Закрыв глаза, Конан представил Шейру; она улыбалась и брызгала в лицо водой. Постепенно киммериец погрузился в легкую дремоту, которая перешла в тяжелый сон.
Конан продирался сквозь мокрые от духоты джунгли, зловонное дыхание вырывалось из его рта. В воздухе витали тысячи других запахов: листвы, дождя, жуков и змей, – запахи, которые он остро и инстинктивно различал, запахи его жертв. Он неутомимо несся вперед все быстрей и быстрей, пока не увидел зверя. Животное излучало страх, вызывая чудовищный аппетит. Слюна капала на грудь, глаза загорелись огнем.

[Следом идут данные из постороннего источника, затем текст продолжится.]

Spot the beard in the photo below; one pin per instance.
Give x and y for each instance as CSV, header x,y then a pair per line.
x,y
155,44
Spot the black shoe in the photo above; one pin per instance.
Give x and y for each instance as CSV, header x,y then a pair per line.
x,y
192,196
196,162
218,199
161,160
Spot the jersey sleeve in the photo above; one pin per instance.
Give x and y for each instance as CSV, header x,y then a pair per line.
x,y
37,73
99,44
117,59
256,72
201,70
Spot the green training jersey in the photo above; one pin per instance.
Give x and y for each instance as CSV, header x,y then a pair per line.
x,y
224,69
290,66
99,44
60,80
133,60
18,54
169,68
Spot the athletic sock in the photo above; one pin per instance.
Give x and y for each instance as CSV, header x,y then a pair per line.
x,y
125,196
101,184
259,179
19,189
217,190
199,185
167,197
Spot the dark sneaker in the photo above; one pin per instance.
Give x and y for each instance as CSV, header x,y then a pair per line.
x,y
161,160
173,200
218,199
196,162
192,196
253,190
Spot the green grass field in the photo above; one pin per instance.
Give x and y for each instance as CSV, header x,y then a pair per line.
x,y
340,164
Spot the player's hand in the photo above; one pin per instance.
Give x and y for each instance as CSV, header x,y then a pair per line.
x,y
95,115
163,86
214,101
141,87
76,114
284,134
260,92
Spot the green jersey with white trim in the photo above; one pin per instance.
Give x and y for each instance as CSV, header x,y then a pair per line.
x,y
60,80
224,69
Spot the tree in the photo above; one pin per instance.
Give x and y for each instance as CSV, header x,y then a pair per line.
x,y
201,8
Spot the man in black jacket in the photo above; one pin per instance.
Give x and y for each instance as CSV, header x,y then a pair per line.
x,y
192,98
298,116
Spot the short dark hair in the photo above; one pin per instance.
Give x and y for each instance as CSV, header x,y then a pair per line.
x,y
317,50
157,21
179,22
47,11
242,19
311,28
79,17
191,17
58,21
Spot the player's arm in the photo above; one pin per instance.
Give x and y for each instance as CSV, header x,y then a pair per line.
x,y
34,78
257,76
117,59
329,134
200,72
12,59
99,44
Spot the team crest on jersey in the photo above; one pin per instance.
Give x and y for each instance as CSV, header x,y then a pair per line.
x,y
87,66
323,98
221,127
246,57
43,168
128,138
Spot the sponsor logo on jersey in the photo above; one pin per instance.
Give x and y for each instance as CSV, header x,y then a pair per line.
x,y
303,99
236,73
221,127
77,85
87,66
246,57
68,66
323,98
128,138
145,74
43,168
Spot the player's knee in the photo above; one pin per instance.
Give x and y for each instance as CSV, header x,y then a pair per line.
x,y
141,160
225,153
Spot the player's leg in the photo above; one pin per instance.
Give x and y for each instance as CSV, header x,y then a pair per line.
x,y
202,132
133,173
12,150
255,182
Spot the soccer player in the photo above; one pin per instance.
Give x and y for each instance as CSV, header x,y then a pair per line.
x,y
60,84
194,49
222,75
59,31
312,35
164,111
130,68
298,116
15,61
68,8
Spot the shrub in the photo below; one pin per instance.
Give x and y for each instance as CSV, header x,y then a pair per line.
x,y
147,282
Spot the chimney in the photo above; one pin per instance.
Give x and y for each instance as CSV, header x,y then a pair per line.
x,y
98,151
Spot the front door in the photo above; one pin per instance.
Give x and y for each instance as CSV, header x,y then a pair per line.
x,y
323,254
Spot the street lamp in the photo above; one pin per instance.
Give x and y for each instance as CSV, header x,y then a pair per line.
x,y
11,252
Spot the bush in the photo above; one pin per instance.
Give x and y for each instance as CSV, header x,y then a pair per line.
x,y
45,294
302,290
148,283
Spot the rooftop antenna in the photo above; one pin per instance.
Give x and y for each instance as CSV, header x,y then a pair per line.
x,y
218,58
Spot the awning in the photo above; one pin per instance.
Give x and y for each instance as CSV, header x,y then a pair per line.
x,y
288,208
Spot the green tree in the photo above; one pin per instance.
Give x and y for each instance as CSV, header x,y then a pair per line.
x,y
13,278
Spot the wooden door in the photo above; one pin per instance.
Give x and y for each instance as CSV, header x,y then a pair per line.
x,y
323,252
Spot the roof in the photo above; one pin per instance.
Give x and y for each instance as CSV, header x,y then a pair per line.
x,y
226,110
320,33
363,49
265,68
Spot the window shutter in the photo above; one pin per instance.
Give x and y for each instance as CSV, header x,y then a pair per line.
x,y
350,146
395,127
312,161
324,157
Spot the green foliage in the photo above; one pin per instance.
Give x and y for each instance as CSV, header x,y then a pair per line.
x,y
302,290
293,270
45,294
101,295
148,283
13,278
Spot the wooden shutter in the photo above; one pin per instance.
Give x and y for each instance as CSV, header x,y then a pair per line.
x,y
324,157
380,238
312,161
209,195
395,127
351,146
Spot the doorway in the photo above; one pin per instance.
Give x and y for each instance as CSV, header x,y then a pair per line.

Не обращая внимания на ветви, нещадно стегавшие лицо, Конан бросился напролом.
Он мечтал о теплой крови, вырывающейся из разодранной глотки, выпотрошенного живота и все еще бьющегося сердца.
Схватив животное за заднюю ногу, он придавил его к земле, вкушая предсмертный крик. Острые когти вонзились в плоть. Содрогаясь в конвульсиях, животное повернуло к нему искаженное мукой лицо…
Конан с трудом подавил крик. Пот покрывал тело, словно мокрый пододеяльник, а сердце грозило выпрыгнуть из груди.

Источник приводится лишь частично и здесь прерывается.